Je höher Tancred stieg, desto bewusster wurde sich John, was gerade geschehen war. Er zitterte noch immer am ganzen Leib, als er wieder gepackt wurde und an Deck gezogen wurde. Er wollte sich wehren, zwang sich aber loszulassen. Das waren auch helfende Arme, bestimmt oder? Tancred würde nicht zulassen, dass ihn jemand unter Wasser drückte, oder? Johns Verstand schwankte zwischen nüchterner Klarheit und irrationalem Verhalten und es verwirrte ihn. Er war ein Kopfmensch und wenn dieser nicht funktionierte – oder eher: wenn sein Körper sich seinem Kopf widersetzte, dann war das ein sehr unangenehmes Gefühl. John spürte die Decke um sich, setzte sich noch immer zitternd hin, starrte vor sich auf die Holzplanken und versuchte sich zu beruhigen, was aber kaum Erfolg hatte. Gedanklich schalt er sich einen Esel, einen Narr, wenn er hier so saß und sich nicht regte, aber er konnte sich beim besten Willen nicht rühren. Er merkte, dass Tancred vor ihm saß, dass dieser ihn abtrocknete und das tat gut.

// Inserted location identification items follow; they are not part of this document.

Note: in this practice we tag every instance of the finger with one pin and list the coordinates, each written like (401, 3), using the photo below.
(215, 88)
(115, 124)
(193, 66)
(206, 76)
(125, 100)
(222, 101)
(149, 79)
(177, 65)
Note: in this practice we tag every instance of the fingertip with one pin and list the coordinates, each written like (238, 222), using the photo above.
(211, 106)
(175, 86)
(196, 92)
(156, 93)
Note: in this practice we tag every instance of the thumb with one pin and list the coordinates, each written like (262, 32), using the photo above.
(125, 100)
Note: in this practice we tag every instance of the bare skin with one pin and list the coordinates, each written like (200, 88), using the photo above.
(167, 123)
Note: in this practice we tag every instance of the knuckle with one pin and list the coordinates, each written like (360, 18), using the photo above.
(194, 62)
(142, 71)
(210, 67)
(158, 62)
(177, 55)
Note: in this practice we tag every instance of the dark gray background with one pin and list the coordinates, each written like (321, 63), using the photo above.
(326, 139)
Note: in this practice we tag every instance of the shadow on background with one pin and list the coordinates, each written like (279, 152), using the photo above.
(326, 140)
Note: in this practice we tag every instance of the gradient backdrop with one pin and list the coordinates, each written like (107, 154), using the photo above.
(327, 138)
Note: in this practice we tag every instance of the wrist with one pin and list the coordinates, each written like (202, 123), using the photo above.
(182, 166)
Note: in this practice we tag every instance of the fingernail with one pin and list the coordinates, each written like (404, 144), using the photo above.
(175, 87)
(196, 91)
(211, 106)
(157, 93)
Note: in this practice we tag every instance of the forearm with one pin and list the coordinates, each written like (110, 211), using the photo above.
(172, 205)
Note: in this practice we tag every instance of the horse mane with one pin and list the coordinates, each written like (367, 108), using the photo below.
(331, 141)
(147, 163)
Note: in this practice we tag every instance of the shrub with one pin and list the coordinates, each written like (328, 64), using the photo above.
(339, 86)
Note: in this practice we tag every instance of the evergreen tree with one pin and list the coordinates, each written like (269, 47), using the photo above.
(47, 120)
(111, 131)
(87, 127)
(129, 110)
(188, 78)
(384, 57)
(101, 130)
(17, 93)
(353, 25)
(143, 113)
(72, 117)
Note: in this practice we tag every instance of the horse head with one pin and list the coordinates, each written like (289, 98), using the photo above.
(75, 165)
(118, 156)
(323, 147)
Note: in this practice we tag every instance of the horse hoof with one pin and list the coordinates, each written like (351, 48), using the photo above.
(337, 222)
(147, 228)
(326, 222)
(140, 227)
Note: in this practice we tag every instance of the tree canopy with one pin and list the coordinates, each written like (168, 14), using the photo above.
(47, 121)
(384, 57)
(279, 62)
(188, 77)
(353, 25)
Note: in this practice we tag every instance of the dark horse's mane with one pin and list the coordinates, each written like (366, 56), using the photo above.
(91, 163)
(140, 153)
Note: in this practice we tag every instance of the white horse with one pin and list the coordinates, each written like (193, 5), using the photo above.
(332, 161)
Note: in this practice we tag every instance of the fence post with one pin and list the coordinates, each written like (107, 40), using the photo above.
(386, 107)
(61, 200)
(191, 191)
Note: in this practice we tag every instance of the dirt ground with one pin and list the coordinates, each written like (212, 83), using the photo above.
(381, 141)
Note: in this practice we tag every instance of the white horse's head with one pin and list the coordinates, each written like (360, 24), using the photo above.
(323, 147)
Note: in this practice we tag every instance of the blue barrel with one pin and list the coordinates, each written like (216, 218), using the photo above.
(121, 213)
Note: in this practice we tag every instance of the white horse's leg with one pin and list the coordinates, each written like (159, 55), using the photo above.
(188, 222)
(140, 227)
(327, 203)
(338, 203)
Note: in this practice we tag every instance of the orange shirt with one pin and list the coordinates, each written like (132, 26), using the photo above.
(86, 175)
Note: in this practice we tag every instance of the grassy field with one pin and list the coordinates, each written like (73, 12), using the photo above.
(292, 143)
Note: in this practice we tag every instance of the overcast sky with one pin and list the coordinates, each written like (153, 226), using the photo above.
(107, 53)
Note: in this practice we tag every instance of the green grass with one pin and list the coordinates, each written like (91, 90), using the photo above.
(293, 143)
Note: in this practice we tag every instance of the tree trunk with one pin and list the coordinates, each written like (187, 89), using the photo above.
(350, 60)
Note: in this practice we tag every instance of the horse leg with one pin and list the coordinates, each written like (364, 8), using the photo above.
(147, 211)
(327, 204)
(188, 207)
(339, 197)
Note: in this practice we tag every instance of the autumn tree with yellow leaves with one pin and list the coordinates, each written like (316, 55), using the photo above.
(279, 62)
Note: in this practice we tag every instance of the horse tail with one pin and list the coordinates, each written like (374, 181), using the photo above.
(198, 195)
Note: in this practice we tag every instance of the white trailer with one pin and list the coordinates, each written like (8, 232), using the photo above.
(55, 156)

Als ihm der Becher mit dem brennenden Geruch gereicht wurde, sah er den Becher einen Moment an, dann blickte er endlich auf und sah Tancred an. Zitternd nahm er den Becher und setzte an, trank einen Schluck. Vielleicht würde das ihn ja wieder zurück in die Realität holen… Der Rum brannte sich seine Kehle hinunter und John gab den Becher weg, ohne noch einen weiteren Schluck nehmen zu wollen. Die Frage des anderen sickerte langsam zu ihm durch. Ob es okay war? John war sich nicht sicher, was er damit anfangen sollte.

Im Moment schien ihm gar nichts okay zu sein. Viel mehr schien alles aus den Fugen geraten zu sein. Aber das konnte Tancred ja nicht wissen. Tancred konnte nicht wissen, dass er soeben ein Puzzleteilchen gefunden hatte, das erklärte, weshalb er schon sein Leben lang Alpträume vom Ertrinken hatte.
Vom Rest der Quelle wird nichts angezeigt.